Resistance Levels (The New Ceilings)
For any bullish recovery, Bitcoin must now fight its way back up through multiple layers of “trapped” sellers.

- The $100,000 Psychological Barrier: The market’s first and most difficult test. This is now the primary resistance. Any attempt to reclaim this level will be met with heavy selling pressure from two groups: 1) short-sellers placing new bets and 2) panicked investors trying to “sell the bounce” and get out at their break-even point.
- Previous Support ($106,000 – $108,000): Before the crash, Bitcoin was trading in a range between $100,000 and $108,000. This $108,000 level is now a formidable resistance zone. Any trader who bought in that range is now “underwater” and will likely use any rally back to this price to sell, creating a massive supply wall.
- Major Trend Resistance ($112,400): For the trend to be considered “decisively bullish” again, the price would need to clear all of this overhead supply and break above the $112,400 resistance zone. Until then, the short-to-medium-term trend remains firmly bearish.
Market Sentiment and the Macro-Headwinds
Unsurprisingly, the sentiment has flipped from “Neutral” to “Extreme Fear.” This reflects the widespread panic and highlights a market that is deeply unsettled and now skewed to the downside.

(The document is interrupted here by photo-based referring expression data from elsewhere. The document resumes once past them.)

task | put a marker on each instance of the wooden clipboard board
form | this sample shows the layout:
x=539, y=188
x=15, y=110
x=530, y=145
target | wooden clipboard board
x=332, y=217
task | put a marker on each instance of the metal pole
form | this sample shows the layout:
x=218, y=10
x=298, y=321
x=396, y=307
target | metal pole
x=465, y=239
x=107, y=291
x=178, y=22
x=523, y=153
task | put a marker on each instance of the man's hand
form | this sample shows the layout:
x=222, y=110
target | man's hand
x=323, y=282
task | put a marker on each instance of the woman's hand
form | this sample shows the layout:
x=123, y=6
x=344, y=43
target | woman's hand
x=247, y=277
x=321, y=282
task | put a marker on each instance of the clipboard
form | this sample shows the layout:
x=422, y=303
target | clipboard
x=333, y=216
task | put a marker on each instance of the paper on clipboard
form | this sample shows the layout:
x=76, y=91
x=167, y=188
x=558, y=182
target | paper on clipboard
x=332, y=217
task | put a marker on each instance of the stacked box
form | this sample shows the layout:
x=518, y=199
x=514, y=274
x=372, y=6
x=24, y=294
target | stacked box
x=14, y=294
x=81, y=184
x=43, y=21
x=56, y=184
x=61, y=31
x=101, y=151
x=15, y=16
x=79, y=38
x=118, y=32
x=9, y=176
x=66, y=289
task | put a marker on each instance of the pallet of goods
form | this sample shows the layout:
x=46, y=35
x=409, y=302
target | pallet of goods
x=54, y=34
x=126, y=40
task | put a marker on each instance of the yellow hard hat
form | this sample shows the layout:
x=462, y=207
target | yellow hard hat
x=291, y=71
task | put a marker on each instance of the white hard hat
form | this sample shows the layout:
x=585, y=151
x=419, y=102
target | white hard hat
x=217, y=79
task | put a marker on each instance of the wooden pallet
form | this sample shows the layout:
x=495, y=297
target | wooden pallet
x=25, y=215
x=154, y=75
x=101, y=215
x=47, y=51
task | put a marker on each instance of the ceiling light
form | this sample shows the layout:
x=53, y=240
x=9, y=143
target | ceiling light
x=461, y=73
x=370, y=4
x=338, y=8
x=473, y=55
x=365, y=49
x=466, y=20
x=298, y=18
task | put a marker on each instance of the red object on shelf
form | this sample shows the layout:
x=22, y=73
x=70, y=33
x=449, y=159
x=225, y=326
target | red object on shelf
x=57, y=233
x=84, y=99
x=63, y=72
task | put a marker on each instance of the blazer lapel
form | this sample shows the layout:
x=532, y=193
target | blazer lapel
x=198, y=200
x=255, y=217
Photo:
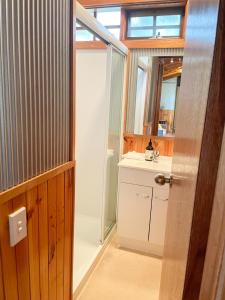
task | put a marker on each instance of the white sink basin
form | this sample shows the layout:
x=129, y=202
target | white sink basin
x=137, y=161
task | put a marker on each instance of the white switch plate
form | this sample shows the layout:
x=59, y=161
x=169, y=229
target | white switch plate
x=17, y=226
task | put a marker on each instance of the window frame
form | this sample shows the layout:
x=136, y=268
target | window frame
x=154, y=12
x=95, y=11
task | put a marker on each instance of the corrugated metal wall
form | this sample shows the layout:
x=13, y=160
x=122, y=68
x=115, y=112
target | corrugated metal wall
x=34, y=88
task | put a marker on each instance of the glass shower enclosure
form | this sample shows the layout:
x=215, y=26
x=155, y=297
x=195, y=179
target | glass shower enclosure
x=99, y=101
x=115, y=83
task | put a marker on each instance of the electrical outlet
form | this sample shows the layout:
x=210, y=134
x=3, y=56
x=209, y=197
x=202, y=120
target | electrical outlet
x=17, y=226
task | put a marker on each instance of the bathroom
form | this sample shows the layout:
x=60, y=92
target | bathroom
x=126, y=102
x=112, y=150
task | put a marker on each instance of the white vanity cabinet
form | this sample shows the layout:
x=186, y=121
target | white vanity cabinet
x=142, y=205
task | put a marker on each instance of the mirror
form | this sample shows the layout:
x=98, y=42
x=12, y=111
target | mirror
x=153, y=90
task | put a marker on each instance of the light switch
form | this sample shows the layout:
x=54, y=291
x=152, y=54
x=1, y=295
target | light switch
x=17, y=226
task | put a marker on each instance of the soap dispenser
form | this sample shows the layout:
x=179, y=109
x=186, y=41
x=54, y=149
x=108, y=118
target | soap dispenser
x=149, y=151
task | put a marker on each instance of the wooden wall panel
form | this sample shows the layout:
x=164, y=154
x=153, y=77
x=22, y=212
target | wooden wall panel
x=138, y=143
x=40, y=266
x=2, y=296
x=60, y=234
x=22, y=257
x=52, y=236
x=33, y=240
x=43, y=238
x=8, y=255
x=68, y=233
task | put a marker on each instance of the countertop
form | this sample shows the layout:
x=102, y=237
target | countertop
x=162, y=164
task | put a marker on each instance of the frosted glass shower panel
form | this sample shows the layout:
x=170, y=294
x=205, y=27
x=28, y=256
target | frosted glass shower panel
x=114, y=138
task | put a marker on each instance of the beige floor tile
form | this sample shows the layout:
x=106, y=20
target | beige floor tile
x=124, y=275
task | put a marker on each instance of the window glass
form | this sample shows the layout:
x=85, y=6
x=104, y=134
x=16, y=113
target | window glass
x=140, y=33
x=155, y=23
x=84, y=35
x=168, y=20
x=167, y=32
x=141, y=21
x=108, y=16
x=115, y=32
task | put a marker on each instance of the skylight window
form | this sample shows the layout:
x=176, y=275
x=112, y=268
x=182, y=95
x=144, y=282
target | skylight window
x=108, y=17
x=155, y=23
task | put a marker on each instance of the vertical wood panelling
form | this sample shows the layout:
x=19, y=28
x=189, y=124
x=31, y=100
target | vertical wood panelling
x=34, y=88
x=33, y=238
x=68, y=233
x=52, y=235
x=22, y=257
x=2, y=296
x=60, y=234
x=8, y=255
x=43, y=238
x=40, y=266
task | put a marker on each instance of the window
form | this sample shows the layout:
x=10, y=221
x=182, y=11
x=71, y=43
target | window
x=108, y=17
x=155, y=23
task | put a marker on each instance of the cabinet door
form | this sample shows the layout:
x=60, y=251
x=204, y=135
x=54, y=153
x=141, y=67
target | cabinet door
x=158, y=221
x=134, y=209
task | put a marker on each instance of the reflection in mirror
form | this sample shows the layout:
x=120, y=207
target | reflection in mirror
x=172, y=69
x=152, y=95
x=142, y=79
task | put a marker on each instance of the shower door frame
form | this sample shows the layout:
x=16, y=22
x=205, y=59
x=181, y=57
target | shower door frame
x=110, y=49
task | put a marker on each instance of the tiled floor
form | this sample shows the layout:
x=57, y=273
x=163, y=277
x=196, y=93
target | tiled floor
x=124, y=275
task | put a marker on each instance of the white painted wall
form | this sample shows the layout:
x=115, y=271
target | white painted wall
x=91, y=130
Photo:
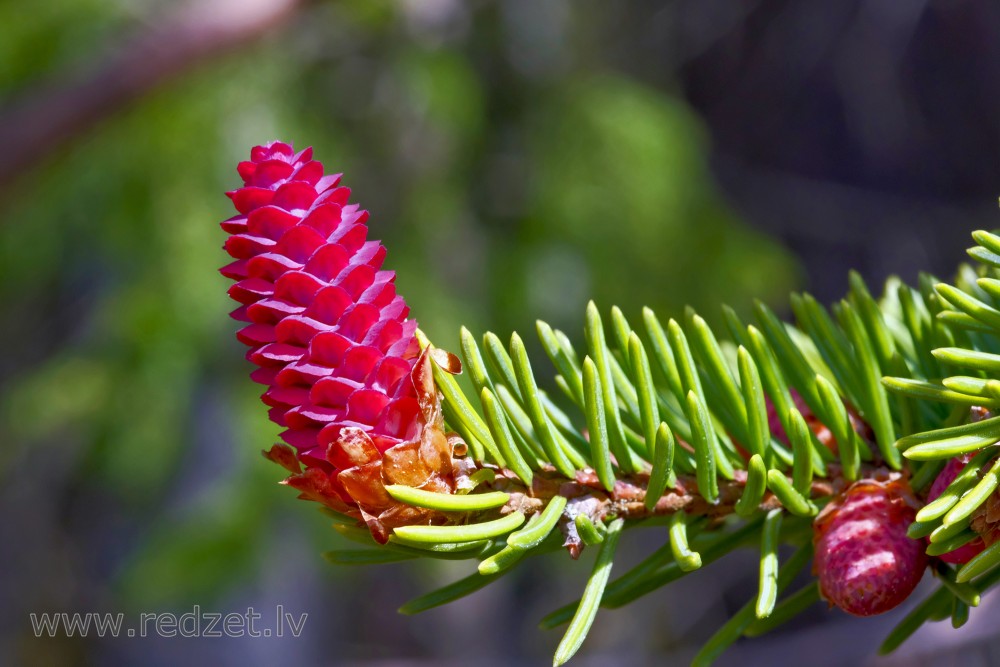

This technical and sentimental weakness is currently overpowering the more mixed macroeconomic environment.
- The Bullish Undercurrent (Long-Term): The Federal Reserve has signaled a potential policy pivot toward easing liquidity. In the medium-to-long term, this is a powerful, bullish tailwind for a scarce asset like Bitcoin.
- The Bearish Reality (Short-Term): The macro-environment is complex. While the end of the U.S. government shutdown provided a brief moment of stabilization, it was not enough to counteract the technical weakness and persistent global economic challenges.
For now, the technical damage and negative sentiment are in full control of the market. The key question for all investors is whether this is a deep, violent, but necessary correction within a larger bull market, or the start of a more sustained bearish trend.
The battle for $100,000 has been lost by the bulls. The market is now in the difficult process of discovering a new, lower price range where buyers are finally willing to step in and build a new foundation.
Disclaimer: This content is for educational and reference purposes only and does not constitute investment advice. Digital asset investments carry high risk. Please evaluate carefully and assume full responsibility for your own decisions.